I am a 26 year old male and the past few years have been rough for me as far as attentiveness and focus both in my personal life and at work. My forgetfulness and lack of attention is un-explainable some times. Just last week I turned on the kitchen sink to fill it up for dishes and then left the room because I had to ask my wife a question. Five minutes later I hear water spilling and come back to a flooded kitchen floor. Plus we live in an apartment so it's not like I was that far from the kitchen, just completely forgot.

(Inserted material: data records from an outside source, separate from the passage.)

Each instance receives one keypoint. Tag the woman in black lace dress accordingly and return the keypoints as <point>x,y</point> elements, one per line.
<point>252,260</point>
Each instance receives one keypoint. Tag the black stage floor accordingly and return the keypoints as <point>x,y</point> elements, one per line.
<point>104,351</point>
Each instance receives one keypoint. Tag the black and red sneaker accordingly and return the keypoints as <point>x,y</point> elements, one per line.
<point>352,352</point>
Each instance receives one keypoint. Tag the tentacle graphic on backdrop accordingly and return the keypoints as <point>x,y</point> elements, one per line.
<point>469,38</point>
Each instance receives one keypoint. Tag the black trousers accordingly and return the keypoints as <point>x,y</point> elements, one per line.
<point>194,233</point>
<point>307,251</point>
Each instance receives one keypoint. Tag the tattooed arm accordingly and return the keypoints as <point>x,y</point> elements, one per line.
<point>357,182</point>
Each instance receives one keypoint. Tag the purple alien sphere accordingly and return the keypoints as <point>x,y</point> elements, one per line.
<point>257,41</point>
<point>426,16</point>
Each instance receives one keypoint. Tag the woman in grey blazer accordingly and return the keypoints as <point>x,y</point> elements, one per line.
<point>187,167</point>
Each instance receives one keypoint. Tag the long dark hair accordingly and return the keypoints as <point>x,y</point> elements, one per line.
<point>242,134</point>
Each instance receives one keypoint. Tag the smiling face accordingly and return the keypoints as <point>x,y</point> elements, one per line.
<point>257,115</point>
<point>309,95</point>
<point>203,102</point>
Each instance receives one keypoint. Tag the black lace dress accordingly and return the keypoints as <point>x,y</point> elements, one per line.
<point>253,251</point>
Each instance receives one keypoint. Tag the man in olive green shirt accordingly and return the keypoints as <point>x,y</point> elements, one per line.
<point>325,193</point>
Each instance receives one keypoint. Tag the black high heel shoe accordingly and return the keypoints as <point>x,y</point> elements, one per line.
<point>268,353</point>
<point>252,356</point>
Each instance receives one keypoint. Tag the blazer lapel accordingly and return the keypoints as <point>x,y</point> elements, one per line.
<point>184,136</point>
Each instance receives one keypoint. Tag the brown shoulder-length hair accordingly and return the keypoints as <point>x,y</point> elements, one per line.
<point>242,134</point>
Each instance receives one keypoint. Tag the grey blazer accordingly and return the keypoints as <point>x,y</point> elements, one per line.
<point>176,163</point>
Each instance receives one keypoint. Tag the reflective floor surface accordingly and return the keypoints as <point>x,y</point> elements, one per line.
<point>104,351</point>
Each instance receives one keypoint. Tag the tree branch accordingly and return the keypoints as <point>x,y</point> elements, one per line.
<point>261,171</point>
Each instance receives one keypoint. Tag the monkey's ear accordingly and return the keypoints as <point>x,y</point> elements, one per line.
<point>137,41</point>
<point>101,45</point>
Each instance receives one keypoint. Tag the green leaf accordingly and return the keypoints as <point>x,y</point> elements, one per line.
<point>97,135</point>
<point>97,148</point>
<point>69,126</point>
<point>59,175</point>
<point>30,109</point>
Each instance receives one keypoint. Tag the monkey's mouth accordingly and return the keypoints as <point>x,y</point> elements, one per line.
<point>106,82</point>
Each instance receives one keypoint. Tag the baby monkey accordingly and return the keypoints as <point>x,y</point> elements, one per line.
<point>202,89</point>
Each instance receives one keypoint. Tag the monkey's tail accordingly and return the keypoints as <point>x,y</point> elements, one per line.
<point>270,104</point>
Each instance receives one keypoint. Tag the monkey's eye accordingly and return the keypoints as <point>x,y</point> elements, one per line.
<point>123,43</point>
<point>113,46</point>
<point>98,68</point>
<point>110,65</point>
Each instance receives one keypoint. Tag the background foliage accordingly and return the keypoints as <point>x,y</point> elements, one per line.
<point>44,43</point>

I cannot tell you how many times I have forgotten my keys or (insert random object) when leaving home. I find myself starting one task and starting a different ask even when that one isn't done. At work, I go between getting nothing really done for hours to completing huge projects in a short amount of time. If I do not write down a task someone asked me to do, I will literally forget we even had the conversation.
It is hard to hold conversations with people and whenever I have a thought during a conversation I instantly have to say it (I don't know why). Interrupting conversations and forgetting details and requests is hurting my relationship with my wife and I want that to end.
I don't seem to have too much problem with restlessness but one or two times a week I will be sitting at home in the evening and have the uncontrollable urge to get up and go. My world seems to race by, I feel like I am talking faster and I either have to go for a walk or lay down on the floor till the feeling goes away.
I am seeing my family doctor on the 30th who has some experience with ADHD. I just want answers and don't want to go in assuming I know if I have ADHD or not. How can I best go about this and getting the help I need?
Thank you for reading and any assistance.